The reason that Nirvana became so popular was their ability to embrace a pop-y sound that was radio friendly. They merged the sound of The Beatles with their Black Flag/Black Sabbath influences. It was this sound that made their singles race to the top of the charts and for their albums to go platinum. “WithNevermind, Cobain forced the pop world to accommodate the long-resisted punk aesthetic at both its harshest and smartest, and did so at a time when many pundits had declared that rock and roll was effectively finished as either mainstream cultural or commercial force.” It’s this sound that still makes them popular. Although, you can compare them to the bands that were all popular at the time – ironically, they were all from Washington. There was Soundgarden, Pearl Jam, Alice In Chains and Mudhoney. Each one of them borrowing from punk and metal. Each one of them bored with what was around them.
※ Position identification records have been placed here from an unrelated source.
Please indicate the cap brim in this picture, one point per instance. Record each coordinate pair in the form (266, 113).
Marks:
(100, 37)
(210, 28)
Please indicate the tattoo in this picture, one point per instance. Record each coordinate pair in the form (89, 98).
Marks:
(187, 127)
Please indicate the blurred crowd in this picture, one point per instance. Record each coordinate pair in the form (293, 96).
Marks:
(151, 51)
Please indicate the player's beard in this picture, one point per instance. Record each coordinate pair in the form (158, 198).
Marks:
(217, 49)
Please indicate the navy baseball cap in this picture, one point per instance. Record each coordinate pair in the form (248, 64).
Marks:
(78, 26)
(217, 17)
Around the age of four, I remember spending Christmas vacation in a small cabin somewhere close to Seattle. All there was around me was a tiny beach, a foghorn and water that seemed to go on endlessly. Most days I would sit on the picnic table in the backyard and count seagulls through a misty fog. I remember collecting seashells and seeing hermit crabs crawl through the sand in the shallow parts. Whenever, I was brave enough to go close to the foghorn, I would cover my ears frightened it may go off at any second. Although, I remember this time fondly of outings to the curiosity shop that sold strange wooden carvings and shark teeth, and playing with the neighbor’s dog. I don’t remember there being a lot of potential there. I remember there being long ferry rides and the hot cocoa machine and sitting and staring out the window at the waves. I knew something was there, but I couldn’t place it. The mid-eighties brought a revolution of music and I guess Washington found its answer. It was right there in the kids. I’ve never been back since that last visit, but I would love to see the impact that the alternative culture has left on Washington. Has it changed a lot from what I remember? What would be different? What would be the same? It would be like reading your favorite book over again.